SUARA PEMBACA

Narasi Sesat di Balik Kebijakan Pajak

Kekuatan yang dimaksud adalah kekuatan kepribadian islami dalam dirinya, yakni kekuatan pola pikir dan pola sikap yang berlandaskan akidah Islam. Sehingga lahir seorang pemimpin yang memiliki kekuatan akal yang mumpuni, serta sikap kejiwaan yang baik, seperti sabar, tidak emosional, dan tidak tergesa-gesa. Pemimpin seperti ini niscaya akan mampu membuat kebijakan yang tepat dan sejalan dengan syariah. Alhasil, kebijakan yang lahir adalah kebijakan-kebijakan yang cerdas dan tepat yang mampu menyejahterakan rakyat.

Kekuatan kepribadian islami ini akan makin kokoh dibalut dengan takwa. Seorang pemimpin yang bertakwa akan berhati-hati dalam mengatur urusan rakyatnya. Pemimpin yang selalu cenderung pada ketaatan kepada Allah SWT niscaya selalu berjalan lurus dalam koridor syarak dan berupaya sekuat tenaga untuk menegakkan hukum Allah SWT di tengah rakyatnya. Sebab, ia sadar bahwa kepemimpinan adalah amanah yang akan dimintai pertanggungjawabannya di Hari Akhir nanti.

Semisal, dalam masalah pajak, penguasa akan mengenakan pajak hanya saat Baitulmal mengalami kekosongan. Pajak ini pun sejalan dengan syariah, yakni hanya berlaku sementara dan dipungut kepada kaum Muslim yang kaya saja. Saat masalah kekosongan Baitulmal sudah teratasi, pajak pun segera dihentikan.

Pemimpin yang melayani rakyat karena dorongan takwa niscaya akan menumbuhsuburkan rasa kasih sayang dan lemah lembut dalam diri penguasa terhadap rakyatnya. Ia tidak akan antipati kepada rakyat dan tidak akan membuat rakyat dibelenggu derita. Pemimpin seperti inilah yang dimaksud dalam sabda Baginda Rasulullah Saw, “Ya, Allah, siapa saja yang diserahi kekuasaan untuk mengurusi umatku, kemudian ia membebaninya, maka bebanilah dirinya. Siapa saja yang diserahi kekuasaan untuk mengurusi umatku, kemudian ia berlaku lemah lembut, maka bersikap lembutlah kepada dirinya.” (HR Muslim).

Islam mewajibkan penguasa hanya menerapkan aturan Islam saja. Allah SWT pun mengancam penguasa yang melanggar aturan Allah SWT dan berhukum selain dengan hukum Allah SWT dengan sebutan orang-orang kafir (QS Al-Maidah [5]: 44), orang-orang zalim (QS Al-Maidah [5]: 45), dan orang-orang fasik (QS Al-Maidah [5]: 47).
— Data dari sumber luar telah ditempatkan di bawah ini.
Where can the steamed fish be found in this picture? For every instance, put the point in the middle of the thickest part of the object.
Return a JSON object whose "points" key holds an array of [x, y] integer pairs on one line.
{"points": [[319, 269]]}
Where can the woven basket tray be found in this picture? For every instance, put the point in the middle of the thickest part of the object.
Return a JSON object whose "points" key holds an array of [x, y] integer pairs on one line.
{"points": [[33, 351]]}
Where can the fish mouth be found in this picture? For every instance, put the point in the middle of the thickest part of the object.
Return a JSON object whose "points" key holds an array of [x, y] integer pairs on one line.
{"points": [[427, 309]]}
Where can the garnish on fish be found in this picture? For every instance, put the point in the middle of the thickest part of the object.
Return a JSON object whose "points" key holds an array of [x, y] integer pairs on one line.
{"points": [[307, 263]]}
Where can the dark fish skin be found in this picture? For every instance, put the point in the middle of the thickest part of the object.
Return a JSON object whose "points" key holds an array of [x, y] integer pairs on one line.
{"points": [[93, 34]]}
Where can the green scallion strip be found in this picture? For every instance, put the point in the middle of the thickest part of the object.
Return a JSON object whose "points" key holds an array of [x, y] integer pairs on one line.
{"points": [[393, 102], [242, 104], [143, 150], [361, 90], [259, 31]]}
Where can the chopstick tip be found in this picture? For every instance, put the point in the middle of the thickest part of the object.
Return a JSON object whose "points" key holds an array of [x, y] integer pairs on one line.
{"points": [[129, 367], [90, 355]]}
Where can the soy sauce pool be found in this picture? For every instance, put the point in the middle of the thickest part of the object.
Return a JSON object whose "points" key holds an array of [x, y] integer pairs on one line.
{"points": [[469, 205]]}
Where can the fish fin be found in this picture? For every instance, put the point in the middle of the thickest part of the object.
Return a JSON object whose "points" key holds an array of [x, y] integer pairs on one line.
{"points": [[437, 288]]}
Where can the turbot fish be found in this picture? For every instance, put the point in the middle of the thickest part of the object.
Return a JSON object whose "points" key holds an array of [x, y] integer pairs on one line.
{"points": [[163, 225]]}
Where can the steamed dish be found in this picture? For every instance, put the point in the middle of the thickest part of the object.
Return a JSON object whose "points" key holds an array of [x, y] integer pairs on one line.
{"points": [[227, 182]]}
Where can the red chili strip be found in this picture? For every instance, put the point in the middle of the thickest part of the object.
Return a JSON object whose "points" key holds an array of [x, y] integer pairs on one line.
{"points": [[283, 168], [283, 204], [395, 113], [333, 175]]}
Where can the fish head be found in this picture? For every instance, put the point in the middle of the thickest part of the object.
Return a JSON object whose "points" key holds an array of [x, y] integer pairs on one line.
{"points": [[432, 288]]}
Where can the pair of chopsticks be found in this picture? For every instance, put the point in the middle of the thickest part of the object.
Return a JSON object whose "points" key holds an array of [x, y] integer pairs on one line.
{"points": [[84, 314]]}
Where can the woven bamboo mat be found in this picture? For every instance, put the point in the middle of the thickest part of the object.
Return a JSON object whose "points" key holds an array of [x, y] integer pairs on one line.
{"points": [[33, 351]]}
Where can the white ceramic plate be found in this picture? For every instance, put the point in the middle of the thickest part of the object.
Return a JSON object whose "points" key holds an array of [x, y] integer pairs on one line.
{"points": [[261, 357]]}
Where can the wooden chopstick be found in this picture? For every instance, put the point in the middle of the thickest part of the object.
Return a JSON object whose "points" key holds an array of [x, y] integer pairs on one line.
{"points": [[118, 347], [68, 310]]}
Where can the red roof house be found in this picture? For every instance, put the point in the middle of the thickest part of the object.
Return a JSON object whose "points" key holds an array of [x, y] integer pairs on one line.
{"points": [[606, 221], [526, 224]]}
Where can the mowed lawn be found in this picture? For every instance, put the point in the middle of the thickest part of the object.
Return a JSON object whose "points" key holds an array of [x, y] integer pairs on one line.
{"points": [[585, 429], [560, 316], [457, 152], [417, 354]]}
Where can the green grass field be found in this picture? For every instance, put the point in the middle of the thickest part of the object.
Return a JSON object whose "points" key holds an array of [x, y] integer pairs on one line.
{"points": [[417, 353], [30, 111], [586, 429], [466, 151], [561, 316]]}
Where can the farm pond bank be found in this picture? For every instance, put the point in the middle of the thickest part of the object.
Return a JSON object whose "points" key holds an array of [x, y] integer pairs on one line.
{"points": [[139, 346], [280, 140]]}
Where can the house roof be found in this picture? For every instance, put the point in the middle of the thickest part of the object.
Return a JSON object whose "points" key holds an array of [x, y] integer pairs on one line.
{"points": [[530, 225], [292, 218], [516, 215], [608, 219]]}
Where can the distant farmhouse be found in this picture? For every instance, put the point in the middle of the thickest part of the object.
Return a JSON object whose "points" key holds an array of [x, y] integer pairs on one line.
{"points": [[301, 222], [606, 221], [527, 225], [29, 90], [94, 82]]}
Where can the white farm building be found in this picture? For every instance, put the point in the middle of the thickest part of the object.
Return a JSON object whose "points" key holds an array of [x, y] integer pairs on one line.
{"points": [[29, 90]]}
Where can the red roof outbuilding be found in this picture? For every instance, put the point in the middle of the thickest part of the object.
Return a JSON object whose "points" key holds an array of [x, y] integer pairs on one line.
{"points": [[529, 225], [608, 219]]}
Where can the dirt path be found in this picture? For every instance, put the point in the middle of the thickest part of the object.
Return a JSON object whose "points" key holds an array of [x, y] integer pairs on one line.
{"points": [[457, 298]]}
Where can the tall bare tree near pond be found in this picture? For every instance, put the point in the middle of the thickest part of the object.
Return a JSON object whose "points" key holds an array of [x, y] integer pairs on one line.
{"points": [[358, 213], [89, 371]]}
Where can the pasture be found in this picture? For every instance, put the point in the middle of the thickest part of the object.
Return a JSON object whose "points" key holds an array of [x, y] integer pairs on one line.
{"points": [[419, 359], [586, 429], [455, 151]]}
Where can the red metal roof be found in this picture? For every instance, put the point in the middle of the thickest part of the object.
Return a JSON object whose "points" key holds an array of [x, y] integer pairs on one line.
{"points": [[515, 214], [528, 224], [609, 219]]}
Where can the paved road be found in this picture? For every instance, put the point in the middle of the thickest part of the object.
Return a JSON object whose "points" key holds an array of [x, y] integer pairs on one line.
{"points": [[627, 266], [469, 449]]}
Inilah profil pemimpin yang lahir dalam naungan Islam. Mencintai rakyat dan dicintai oleh rakyatnya. Sungguh kontras dengan pemimpin yang lahir dalam naungan demokrasi-kapitalisme. Alih-alih mencintai rakyat, justru makin membebani rakyat dengan segunung pajak dan problematika. Sungguh, tidakkah kita merindukan pemimpin saleh dalam naungan Islam ini? Wallahu’alam bissawab.

Jannatu Naflah, Praktisi Pendidikan.